Amyl and the Sniffers started as a joke, and progressively got a little less serious every time they picked up their instruments.
Part of a new wave of punk from Australia’s East Coast, the Melbourne outfit emerged from a shared house with a slew of grimy riffs and dirty jokes, reminiscent of second wave UK punk – think UK Subs, Discharge – mangled with US underground sounds and eye-catching so-naff-they're-cool haircuts that recall the long lost Australian youth cult the sharpy.
On the phone to Clash, though, lead singer Amy Taylor is all sweetness and light, her buoyant, polite tone mingled in with a slew of often outrageous, swear word laden remarks.
“We’re just at the pub,” she says, slurping through a straw. “I’m having a pineapple juice and a sandwich. I’m having a great time.”
“I think this trip, ‘cos it was so short, was just to see if cunts actually like us over here and if it’s worthwhile coming back. I think we will. It’s all gone pretty well so far.”
It’s an admirable piece of under-statement. One of the breakouts from The Great Escape, Amy and the Sniffers hook up with New York art-punks Bodega later that evening for a sensational one-two at North London’s Lexington venue. Onstage, Amy spits, snarls, and jives her way through the set, while the band lurch from powerhouse riff to wailing solo, forever one step from genius, and utter, absolute chaos.
“I just love energy and doing whatever I want,” she says when asked about the stage show. “I think any other day of the week if I was walking down the street and did the stuff I did on stage, someone would probably bloody arrest me. But it’s cool because it’s sort of lawless in a way.”
“I love energy,” she slurps, “and I love seeing everyone’s faces when they’re just sweaty and jumping around and everyone’s having a good time. It’s important that we have a good time and it’s important that everyone else has a good time.”
Debut EP ‘Giddy Up’ emerged from a house share – the material was written and recorded in one night, a means of downtime from their “shitty jobs.”
She takes another slurp and continues: “I’d been scribbling down stuff in my phone for ages – just like notes of lyrics and shit, ‘cos I like doing that – and then we literally just wrote it that day. The bassist and guitarist were DIing so they couldn’t hear each other, so they just made it up. You can kinda hear that in the recordings.”
“We all just lived in a house together,” she continues, before grasping another slurp. “The boys played instruments in other bands and stuff.
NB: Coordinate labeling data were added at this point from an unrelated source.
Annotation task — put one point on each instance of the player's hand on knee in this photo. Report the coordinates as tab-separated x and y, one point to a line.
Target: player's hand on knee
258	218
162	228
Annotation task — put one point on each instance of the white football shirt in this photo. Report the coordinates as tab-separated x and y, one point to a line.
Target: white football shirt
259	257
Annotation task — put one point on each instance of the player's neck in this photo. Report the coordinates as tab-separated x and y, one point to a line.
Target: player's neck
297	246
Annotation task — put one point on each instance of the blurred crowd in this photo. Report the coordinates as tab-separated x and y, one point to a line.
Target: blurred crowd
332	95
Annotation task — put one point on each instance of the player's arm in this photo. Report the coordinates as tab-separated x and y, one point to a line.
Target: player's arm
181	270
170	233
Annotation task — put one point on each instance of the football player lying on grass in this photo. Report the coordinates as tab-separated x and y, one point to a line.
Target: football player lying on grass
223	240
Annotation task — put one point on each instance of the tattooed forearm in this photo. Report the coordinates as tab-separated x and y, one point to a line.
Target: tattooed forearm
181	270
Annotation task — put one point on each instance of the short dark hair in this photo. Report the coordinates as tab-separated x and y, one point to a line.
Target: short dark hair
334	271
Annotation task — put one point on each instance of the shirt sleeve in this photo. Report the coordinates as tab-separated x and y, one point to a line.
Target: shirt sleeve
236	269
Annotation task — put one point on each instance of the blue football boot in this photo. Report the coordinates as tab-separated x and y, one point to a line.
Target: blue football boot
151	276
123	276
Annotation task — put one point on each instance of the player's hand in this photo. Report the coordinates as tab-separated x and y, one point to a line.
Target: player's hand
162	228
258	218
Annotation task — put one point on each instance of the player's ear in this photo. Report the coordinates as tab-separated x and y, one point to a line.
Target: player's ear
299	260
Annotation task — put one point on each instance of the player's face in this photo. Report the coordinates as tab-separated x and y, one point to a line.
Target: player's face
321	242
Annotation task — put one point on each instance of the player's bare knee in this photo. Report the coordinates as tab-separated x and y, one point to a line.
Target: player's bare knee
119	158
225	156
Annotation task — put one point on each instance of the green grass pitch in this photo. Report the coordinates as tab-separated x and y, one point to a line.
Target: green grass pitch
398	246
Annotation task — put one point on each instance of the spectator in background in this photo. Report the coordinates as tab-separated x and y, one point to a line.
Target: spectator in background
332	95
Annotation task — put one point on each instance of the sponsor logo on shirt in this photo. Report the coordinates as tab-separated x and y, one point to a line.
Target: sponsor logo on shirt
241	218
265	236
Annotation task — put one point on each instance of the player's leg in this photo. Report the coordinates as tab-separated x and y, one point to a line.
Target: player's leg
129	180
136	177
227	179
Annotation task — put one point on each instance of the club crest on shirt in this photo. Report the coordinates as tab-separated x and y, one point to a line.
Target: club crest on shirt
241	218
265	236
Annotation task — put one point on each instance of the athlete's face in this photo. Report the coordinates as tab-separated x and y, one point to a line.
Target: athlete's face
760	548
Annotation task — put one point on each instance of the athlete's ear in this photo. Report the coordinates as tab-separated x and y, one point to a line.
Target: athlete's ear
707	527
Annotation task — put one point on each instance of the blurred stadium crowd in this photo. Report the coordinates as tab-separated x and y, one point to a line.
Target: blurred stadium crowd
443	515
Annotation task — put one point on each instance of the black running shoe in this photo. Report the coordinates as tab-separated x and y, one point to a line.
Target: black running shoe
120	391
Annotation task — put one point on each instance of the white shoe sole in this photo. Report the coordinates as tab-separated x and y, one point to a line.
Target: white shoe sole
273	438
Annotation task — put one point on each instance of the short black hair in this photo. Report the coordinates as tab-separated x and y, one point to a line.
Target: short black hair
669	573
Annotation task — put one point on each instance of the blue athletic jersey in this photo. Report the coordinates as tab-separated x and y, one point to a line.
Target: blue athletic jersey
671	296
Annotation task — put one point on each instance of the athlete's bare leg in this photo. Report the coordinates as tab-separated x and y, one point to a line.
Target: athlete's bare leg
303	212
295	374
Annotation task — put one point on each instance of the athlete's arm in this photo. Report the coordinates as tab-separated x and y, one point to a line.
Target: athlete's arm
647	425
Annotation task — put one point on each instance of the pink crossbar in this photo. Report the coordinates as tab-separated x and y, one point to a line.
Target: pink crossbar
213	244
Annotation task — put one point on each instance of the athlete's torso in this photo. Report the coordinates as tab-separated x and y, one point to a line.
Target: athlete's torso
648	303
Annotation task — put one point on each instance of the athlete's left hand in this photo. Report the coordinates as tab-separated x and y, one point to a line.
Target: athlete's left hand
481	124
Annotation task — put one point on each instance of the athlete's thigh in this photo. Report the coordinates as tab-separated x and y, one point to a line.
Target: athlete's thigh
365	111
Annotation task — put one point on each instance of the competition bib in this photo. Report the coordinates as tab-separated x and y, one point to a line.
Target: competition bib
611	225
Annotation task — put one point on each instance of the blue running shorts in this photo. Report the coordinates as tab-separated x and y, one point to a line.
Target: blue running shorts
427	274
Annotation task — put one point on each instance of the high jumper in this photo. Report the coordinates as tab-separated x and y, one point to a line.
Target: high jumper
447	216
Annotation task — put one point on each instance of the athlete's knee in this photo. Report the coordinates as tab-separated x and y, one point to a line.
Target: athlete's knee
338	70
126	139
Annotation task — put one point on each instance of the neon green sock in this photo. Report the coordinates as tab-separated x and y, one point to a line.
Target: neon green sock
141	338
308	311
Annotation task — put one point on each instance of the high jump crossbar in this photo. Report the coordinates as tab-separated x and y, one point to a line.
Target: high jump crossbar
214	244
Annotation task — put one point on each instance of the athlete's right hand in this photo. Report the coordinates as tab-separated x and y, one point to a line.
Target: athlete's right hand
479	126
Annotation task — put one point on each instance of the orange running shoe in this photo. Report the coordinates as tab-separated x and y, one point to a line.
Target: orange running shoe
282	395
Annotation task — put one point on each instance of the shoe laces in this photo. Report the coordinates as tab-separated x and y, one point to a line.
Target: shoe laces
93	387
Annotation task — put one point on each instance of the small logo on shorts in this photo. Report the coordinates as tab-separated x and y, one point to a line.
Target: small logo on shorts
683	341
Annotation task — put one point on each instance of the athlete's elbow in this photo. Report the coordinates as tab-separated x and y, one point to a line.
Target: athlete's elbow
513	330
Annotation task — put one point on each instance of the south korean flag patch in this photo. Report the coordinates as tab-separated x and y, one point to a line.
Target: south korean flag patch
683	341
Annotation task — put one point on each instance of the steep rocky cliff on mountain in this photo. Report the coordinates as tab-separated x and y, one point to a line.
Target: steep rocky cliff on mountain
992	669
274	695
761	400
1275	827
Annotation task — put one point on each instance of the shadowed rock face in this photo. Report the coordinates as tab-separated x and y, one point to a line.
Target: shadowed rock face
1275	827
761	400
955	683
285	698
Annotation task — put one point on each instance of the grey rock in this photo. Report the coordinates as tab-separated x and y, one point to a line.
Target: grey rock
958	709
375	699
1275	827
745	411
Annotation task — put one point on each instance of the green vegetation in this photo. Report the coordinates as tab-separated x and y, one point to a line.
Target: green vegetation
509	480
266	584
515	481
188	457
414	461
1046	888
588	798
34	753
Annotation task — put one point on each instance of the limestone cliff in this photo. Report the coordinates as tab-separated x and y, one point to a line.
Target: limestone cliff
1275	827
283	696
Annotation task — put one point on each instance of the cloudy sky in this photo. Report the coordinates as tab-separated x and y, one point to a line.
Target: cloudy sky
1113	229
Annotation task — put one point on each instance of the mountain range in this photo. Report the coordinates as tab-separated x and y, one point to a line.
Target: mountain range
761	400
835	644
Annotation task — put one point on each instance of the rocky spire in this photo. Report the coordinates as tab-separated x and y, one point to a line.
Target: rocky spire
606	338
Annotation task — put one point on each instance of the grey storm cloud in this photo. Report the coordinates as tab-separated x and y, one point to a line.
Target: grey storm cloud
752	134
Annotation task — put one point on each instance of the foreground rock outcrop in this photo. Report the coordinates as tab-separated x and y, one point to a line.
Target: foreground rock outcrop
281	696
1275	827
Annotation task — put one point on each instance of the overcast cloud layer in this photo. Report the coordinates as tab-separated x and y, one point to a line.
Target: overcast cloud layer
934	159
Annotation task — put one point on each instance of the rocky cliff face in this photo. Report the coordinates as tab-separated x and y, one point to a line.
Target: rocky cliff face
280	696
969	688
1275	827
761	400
We just got home from work or whatever and just recorded it. We wrote it, we recorded it, we made up the name and then we put it out the next day, next morning.”
“I just wrote shit,” she says, with a near-audible shrug. “I always did crappy jobs and stuff, and I wanted to use my brain in a different way.”
Follow up EP ‘Big Attraction’ was released via Burger Records in the United States, while Damaged Goods pressed up both EPs for a limited run vinyl release. Astonishingly, it sold out. Even more astonishingly, so did the Lexington. Word is out, it seems, on one of Australia’s most outrageous punk outfits.
“It’s bizarre. It’s so weird,” she gasps, before heading in for another slurp. “We sold out the Lexington. It’s not like a bloody arena, but we thought there’d be like five people here. I’m fucking very surprised. It’s pretty unreal.”
This is only the tip of the iceberg, of course. Clash recently ran a deep dive into the punk scene on Australia’s East Coast, and there’s a plethora of new groups erupting out of the area’s underground scene.
“I reckon it’s healthy,” Amy says. “Everybody’s making really cool shit and putting in a lot of effort to it and just having fun with it.”
So that’s where we leave Amyl and the Sniffers: a bunch of deviant children enjoying illicit behaviour and the odd pineapple juice.